Saya terganggu dengan cara aktor dan aktris di film ini berdialog. Percakapannya sulit saya pahami karena artikulasinya seperti orang berkumur-kumur dengan cairan empedu. Para memerannya kalau bukan nyerocos tak jelas ujung pangkal, ya terbata-bata seperti tersedak batu kali. Hanya dua orang yang saya mengerti ucapannya ketika mereka menyemburkan caci maki, yang pertama adalah si rambut putih Pierre Gruno dan satu lagi tentu saja Ray Sahetapy.

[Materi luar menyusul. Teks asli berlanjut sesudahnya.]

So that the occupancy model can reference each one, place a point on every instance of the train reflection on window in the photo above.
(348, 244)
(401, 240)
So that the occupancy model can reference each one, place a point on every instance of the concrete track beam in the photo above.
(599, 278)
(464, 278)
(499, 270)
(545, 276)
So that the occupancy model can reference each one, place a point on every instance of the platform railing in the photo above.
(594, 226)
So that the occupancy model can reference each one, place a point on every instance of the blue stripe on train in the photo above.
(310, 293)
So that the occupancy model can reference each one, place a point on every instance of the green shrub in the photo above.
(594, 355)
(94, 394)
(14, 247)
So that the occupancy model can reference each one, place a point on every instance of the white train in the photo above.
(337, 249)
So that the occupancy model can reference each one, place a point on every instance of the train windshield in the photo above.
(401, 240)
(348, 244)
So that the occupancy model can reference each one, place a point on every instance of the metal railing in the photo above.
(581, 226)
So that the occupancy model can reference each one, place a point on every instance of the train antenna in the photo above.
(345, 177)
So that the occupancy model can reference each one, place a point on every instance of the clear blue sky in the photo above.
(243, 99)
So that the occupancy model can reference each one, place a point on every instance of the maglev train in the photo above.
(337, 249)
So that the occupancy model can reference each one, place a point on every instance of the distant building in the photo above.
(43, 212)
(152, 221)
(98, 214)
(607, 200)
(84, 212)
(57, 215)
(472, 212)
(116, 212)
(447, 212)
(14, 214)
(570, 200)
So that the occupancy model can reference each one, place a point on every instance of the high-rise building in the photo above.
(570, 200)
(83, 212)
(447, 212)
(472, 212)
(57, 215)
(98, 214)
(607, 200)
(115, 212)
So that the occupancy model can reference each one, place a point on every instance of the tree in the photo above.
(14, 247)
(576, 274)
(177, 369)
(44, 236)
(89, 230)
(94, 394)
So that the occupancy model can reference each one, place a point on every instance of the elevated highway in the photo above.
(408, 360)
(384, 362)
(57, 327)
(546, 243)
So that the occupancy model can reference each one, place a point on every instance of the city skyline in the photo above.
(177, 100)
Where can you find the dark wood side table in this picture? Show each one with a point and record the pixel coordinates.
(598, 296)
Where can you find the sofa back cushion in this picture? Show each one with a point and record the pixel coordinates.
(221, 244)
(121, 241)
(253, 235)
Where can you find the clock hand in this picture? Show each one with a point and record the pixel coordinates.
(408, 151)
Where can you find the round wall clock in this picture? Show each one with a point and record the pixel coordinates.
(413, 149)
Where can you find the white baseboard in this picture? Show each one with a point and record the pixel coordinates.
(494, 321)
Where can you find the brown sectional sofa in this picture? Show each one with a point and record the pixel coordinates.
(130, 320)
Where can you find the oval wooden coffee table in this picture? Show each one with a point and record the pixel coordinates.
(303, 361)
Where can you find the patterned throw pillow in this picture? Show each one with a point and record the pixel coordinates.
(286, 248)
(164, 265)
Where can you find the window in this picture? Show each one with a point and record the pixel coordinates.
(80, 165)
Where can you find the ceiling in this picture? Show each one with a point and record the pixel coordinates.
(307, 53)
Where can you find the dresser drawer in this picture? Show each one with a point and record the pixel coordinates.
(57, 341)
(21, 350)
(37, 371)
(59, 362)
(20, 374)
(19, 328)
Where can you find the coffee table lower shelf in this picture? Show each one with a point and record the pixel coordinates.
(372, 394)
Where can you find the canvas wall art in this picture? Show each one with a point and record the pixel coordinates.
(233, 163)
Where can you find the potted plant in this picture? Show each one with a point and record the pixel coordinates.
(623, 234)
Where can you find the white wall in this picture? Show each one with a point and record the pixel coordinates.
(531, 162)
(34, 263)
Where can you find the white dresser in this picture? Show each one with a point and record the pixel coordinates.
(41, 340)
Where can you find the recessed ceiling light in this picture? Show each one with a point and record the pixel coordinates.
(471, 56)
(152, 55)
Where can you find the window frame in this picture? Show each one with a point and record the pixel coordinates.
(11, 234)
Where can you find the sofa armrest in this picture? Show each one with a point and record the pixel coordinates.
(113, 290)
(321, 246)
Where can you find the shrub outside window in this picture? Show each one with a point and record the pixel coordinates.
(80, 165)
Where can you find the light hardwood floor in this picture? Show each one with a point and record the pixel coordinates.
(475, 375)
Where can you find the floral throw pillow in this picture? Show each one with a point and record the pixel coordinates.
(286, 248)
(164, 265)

Tapi, "Hey!, ini film laga bung!"
Kekejian dalam tontonan ini dimulai Tama, yang diperankan Ray, membantai beberapa orang, entah siapa, dengan membungkam, memaksa berlutut, dan menyarangkan apa yang biasa ditembakkan revolver laras pendek itu ke dalam batok-batok kepala mereka satu persatu. Dor... dor... dor... dor... klik. Klik? Klik klik klik! Oh, habis di sasaran terakhir. Sang antagonis dengan gontai mencari peluru untuk mengisi ulang senjata yang digenggamnya. Alih-alih mendapatkan pelor, ia mendapatkan palu. Setelah ia menyeringai, Anda tentu sudah tahu apa kelanjutannya. Adegan selanjutnya membuat saya ingin memuntahkan hotdog yang saya makan tak lama sebelumnya.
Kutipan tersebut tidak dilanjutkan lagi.